New Exhibit Honors Virginia Film Festival

October 30, 2008 — In honor of the 21st annual Virginia Film Festival (Oct. 30- Nov. 2), the University of Virginia Library announces the opening of a new exhibition, "Adaptation: Translating the Novel into Film," curated by Margaret Hrabe.

The development of the motion picture as an entertainment form produced a lucrative collaboration between the arts of literature and film.  Once film emerged as a means of telling a story, it was inevitable that the novel would become a prime source for motion picture adaptation. Early 20th-century film director D. W. Griffith once said: "The task I'm trying to achieve is above all to make you see."  Film makers have pursued the challenge to make us see by attempting to transform the visual image in the reader's mind into the sights and sounds of the silver screen. Titles featured in the exhibition include The Red Badge of Courage, Ben-Hur, Uncle Tom's Cabin, Gentlemen Prefer Blondes, The Sun Also Rises, and Of Mice and Men.
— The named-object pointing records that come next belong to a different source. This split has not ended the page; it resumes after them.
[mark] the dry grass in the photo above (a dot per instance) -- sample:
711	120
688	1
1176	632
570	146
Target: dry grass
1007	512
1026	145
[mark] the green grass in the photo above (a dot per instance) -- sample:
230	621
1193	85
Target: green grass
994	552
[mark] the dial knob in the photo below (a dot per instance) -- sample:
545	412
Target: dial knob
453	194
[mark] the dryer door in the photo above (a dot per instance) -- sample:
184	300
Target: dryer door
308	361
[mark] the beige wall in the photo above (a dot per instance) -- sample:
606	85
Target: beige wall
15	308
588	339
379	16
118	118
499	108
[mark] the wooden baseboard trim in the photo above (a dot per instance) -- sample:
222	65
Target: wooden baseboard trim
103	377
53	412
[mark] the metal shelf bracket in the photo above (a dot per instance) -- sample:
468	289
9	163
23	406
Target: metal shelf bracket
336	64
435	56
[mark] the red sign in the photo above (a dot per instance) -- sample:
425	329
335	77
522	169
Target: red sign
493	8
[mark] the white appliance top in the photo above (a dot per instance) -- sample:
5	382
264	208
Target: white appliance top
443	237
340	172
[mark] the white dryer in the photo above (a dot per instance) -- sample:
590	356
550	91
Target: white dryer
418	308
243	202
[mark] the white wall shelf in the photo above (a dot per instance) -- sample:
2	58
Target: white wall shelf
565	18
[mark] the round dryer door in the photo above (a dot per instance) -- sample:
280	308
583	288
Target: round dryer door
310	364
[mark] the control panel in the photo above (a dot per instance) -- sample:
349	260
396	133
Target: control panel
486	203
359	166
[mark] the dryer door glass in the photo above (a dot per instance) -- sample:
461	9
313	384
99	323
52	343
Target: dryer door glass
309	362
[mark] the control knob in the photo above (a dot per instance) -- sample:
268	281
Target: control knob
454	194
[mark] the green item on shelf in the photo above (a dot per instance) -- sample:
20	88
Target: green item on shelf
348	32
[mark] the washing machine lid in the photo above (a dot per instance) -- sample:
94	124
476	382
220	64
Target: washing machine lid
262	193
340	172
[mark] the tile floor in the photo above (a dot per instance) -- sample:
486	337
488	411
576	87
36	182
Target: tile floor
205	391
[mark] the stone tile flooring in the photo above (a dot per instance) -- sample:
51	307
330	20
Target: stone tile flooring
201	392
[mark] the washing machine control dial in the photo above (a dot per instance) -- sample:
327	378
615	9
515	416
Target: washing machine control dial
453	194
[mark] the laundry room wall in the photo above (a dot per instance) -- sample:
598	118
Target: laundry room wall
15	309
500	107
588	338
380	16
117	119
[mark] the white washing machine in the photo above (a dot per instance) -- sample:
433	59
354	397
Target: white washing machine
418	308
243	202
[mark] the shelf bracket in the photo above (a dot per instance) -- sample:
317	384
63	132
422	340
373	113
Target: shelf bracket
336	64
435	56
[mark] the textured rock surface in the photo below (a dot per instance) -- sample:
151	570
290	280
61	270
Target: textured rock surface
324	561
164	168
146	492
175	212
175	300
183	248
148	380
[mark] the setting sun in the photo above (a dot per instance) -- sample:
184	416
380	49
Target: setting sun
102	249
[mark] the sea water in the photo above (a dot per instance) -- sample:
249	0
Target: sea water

The exhibition is on display until February 2009 in the barrel-vaulted hallway on the first floor of the Albert & Shirley Small Special Collections Library and the Mary and David Harrison Institute for American History, Literature, and Culture.

Film Festival Fellow Hamid Naficy will give the Virginia Film Festival's keynote speech, "From Accented Cinema towards Multiplex Cinema," in the Auditorium of the Harrison Institute/Small Special Collections Library tomorrow, Thursday, Oct. 30, at 4 p.m. The event is free and open to the public.